基于模拟退火算法的TSP问题建模求解（Python）

一、模拟退火算法（Simulated Annealing Algorithm，SAA）工程背景
- 模拟退火算法用于优化问题求解原理
二、旅行商问题（Travelling salesman problem，TSP）
- TSP问题数学模型
三、基于模拟退火算法的TSP问题建模求解
- 3.1实例分析
- - 3.1.1导入库
  - 3.1.2数据
  - 3.1.3生成初始解
  - 3.1.4扰动生成新解
  - 3.1.5评价函数
  - 3.1.6Metropolis接受准则
  - 3.1.7模拟退火算法
- 3.2完整代码
- 3.3求解结果

一、模拟退火算法（Simulated Annealing Algorithm，SAA）工程背景

模拟退火算法（Simulated Annealing Algorithm）来源于固体退火原理，是一种基于概率的算法。将固体加温至充分高的温度，再让其徐徐冷却，加温时，固体内部粒子随温升变为无序状，内能增大，分子和原子越不稳定。而徐徐冷却时粒子渐趋有序，能量减少，原子越稳定。在冷却（降温）过程中，固体在每个温度都达到平衡态，最后在常温时达到基态，内能减为最小。模拟退火算法从某一较高初温出发，伴随温度参数的不断下降,结合概率突跳特性在解空间中随机寻找目标函数的全局最优解，即在局部最优解能概率性地跳出并最终趋于全局最优。模拟退火算法是通过赋予搜索过程一种时变且最终趋于零的概率突跳性，从而可有效避免陷入局部极小并最终趋于全局最优的串行结构的优化算法。

模拟退火算法用于优化问题求解原理

模拟退火算法包含两个部分即Metropolis算法和退火过程，分别对应内循环和外循环。外循环就是退火过程，将固体达到较高的温度（初始温度 $T_0$ ），然后按照降温系数 $\alpha$ 使温度按照一定的比例下降，当达到终止温度 $T_f$ 时，冷却结束，即退火过程结束；Metropolis算法是内循环，即在每次温度下，迭代L次，寻找在该温度下能量的最小值（即最优解）。下图中所示即为在一次温度下，跌代L次，固体能量发生的变化。

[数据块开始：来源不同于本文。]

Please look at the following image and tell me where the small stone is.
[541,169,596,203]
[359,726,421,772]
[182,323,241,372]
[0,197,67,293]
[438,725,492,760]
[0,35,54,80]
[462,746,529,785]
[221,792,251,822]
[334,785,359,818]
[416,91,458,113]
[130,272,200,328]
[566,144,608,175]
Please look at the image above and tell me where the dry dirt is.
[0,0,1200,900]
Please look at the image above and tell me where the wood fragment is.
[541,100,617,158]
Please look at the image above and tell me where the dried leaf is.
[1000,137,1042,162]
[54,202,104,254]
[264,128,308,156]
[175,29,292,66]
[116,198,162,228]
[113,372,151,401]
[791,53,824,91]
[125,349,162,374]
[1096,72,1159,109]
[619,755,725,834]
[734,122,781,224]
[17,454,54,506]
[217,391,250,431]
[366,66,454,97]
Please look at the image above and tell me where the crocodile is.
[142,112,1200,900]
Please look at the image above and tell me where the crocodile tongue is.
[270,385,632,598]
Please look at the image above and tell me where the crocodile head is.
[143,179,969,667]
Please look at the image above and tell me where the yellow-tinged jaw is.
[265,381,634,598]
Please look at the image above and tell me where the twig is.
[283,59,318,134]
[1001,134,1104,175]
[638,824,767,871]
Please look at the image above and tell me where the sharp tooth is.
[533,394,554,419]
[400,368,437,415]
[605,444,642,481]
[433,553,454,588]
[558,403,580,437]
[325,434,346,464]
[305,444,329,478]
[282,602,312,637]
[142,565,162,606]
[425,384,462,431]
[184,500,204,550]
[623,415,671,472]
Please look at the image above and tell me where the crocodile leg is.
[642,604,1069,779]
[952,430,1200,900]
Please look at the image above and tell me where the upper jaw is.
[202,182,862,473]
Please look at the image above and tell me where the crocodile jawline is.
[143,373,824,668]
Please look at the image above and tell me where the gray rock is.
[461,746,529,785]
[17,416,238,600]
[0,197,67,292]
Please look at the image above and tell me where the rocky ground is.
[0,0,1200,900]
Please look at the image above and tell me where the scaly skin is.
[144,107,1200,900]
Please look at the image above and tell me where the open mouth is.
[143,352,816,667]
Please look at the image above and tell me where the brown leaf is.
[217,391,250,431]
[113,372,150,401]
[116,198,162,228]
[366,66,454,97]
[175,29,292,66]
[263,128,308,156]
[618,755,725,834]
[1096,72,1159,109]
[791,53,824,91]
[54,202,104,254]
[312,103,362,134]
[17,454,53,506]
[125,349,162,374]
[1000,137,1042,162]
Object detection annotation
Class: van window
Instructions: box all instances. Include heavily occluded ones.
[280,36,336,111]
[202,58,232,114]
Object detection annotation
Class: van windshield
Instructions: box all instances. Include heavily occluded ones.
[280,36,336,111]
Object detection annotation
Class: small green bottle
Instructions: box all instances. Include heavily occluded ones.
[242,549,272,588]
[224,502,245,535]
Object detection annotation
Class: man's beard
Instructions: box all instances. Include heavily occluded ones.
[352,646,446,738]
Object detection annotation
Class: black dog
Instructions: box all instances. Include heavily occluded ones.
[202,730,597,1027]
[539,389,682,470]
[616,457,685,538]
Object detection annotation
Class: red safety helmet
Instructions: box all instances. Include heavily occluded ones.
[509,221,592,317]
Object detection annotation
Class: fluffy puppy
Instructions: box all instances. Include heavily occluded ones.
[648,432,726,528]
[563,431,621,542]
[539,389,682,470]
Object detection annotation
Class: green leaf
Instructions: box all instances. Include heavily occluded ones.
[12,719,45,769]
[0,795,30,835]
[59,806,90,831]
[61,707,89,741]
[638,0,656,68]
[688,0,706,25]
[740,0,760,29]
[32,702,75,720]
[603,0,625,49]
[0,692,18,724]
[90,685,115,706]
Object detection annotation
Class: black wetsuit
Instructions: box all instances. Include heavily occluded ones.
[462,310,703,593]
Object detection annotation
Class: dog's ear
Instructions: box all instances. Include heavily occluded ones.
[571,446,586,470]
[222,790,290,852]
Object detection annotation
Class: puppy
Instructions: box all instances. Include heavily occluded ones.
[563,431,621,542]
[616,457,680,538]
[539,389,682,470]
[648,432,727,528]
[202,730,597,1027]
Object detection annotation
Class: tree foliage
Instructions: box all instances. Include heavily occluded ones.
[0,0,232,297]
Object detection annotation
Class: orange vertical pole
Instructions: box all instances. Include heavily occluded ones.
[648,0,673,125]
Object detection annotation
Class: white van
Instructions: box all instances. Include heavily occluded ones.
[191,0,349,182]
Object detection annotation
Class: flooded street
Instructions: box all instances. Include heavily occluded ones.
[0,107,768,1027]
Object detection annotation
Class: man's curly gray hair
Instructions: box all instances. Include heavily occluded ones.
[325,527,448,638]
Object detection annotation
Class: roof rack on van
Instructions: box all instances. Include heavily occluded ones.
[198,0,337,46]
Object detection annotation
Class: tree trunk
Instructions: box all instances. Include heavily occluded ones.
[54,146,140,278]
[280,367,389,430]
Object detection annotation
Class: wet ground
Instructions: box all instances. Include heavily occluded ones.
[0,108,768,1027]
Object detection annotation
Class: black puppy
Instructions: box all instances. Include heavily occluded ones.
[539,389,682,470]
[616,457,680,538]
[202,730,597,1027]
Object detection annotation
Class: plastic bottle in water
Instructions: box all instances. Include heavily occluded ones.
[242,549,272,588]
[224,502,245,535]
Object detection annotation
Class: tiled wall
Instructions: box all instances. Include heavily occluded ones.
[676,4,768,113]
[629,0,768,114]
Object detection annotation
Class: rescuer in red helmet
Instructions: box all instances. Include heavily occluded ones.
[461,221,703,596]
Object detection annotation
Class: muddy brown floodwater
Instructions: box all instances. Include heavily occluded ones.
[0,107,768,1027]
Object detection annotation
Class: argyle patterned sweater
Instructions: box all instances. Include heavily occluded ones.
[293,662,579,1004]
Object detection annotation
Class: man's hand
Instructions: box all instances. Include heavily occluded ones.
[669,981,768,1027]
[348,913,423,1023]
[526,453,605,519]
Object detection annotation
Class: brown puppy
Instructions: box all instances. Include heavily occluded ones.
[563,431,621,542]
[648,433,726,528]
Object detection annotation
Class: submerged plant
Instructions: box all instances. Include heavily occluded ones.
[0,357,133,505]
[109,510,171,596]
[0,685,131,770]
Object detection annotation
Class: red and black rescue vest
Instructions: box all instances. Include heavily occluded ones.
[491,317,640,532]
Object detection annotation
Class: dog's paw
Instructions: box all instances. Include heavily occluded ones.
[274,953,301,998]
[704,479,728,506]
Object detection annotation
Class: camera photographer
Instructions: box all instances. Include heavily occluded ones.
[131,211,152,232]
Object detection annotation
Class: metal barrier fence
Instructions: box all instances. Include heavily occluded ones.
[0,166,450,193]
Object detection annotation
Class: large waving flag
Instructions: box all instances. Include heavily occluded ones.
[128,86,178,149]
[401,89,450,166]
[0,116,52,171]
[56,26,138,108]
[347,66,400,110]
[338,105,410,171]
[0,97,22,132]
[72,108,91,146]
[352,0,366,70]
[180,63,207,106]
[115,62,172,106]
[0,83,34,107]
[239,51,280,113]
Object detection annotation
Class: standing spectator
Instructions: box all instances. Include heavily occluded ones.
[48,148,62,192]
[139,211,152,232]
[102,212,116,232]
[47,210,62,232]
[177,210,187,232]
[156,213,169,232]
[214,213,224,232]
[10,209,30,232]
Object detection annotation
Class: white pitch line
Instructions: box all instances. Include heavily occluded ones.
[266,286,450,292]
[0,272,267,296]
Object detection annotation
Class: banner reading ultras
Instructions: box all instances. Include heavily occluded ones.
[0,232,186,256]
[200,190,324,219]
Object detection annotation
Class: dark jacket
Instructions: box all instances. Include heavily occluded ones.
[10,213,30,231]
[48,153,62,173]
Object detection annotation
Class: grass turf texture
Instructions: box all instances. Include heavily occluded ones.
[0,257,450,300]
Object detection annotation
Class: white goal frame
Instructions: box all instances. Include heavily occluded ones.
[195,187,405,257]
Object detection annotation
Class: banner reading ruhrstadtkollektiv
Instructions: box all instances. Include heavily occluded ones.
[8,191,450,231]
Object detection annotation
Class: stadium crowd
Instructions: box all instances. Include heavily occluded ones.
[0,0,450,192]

在该温度下，整个迭代过程中温度不发生变化，能量发生变化，当前一个状态x(n)的能量大于后一个状态x(n+1)的能量时，状态x(n)的解没有状态x(n+1)的解好，所以接受状态x(n+1)，以 $P = 1$ 的概率接受。但是如果下一状态的能量比前一个状态的能量高时，则接受下一状态的概率为 $P=\text{e}^{\frac{E(n+1)-E(n)}{T}}$

$P=\begin{cases} 1 & E(n+1) < E(n) \\ \text{e}^{\frac{E(n+1)-E(n)}{T}} & E(n+1) \geq E(n) \\ \end{cases}$

E(n)：状态为x(n)时系统的能量，即TSP问题中目标函数值
T：当前温度，控制退火速率，即温度下降，最简单的下降方式是指数式下降：T(n) = $\alpha$ T(n) ,n =1,2,3,…其中 $\alpha$ 是小于1的正数，一般取值为0.8到0.99之间。使的对每一温度，有足够的转移尝试，指数式下降的收敛速度比较慢。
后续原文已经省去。